The answer, not especially helpfully, is probably not.

In one very good study, researchers had pregnant women lie on their backs, and they measured blood pressure and the blood flow to the uterus. They found that lying down has no particularly bad impact on blood flow. A couple of women in that study became uncomfortable but felt better when they changed positions. The authors conclude that some women might be uncomfortable sleeping on their backs, but if you are not one of them, you should feel fine about it.

This paper was included as part of a review article about the topic, which ended by saying that pregnant women should be encouraged to sleep in any position they find comfortable.

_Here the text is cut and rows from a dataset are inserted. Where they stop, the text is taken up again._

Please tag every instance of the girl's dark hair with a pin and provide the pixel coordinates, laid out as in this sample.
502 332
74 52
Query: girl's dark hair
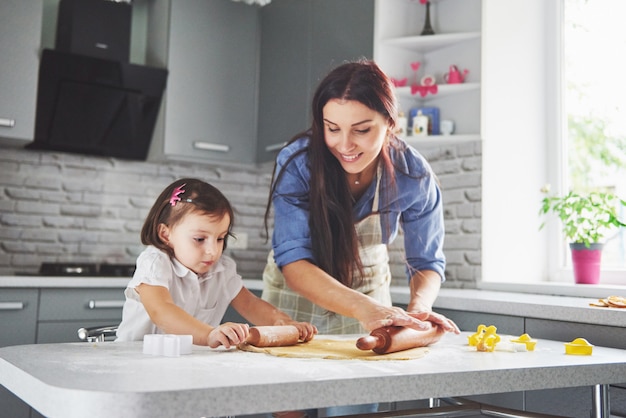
196 196
333 236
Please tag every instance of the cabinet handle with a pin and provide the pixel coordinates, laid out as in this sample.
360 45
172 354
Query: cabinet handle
7 123
211 147
105 304
275 147
11 306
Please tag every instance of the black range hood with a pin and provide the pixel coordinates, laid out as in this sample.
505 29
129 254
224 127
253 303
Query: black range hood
96 106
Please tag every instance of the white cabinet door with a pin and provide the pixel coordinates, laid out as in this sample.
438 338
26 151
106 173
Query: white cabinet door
20 38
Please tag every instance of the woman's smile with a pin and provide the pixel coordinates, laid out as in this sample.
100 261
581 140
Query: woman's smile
354 133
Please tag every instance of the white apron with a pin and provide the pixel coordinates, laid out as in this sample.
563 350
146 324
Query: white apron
375 283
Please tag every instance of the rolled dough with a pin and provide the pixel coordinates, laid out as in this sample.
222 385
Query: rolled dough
335 349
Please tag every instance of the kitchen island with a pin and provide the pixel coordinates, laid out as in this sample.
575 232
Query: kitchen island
117 379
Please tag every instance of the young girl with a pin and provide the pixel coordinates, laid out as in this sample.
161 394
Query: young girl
183 284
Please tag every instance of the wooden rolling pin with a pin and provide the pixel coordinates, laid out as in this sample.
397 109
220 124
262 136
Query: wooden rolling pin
273 336
391 339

I say “probably” in my answer above because last year a new study came out that did show a link between maternal sleep position and stillbirth. The researchers interviewed women who had recently had a stillbirth and found that relative to similar women who had healthy babies, the women who had stillbirths were more likely to have slept on their backs. This study wasn’t perfect—it’s small and the researchers were looking at a lot of outcomes, not just stillbirth—but the effects were statistically significant and large (back-sleeping doubled the risk of stillbirth).

So we’re left in a frustrating but common position: More research is needed. In the interim, it’s not clear what the right conclusion is. Sleeping on your left side, which is encouraged because it does not risk artery compression, is unlikely to be bad, so that’s a good option if you can manage to get some rest that way.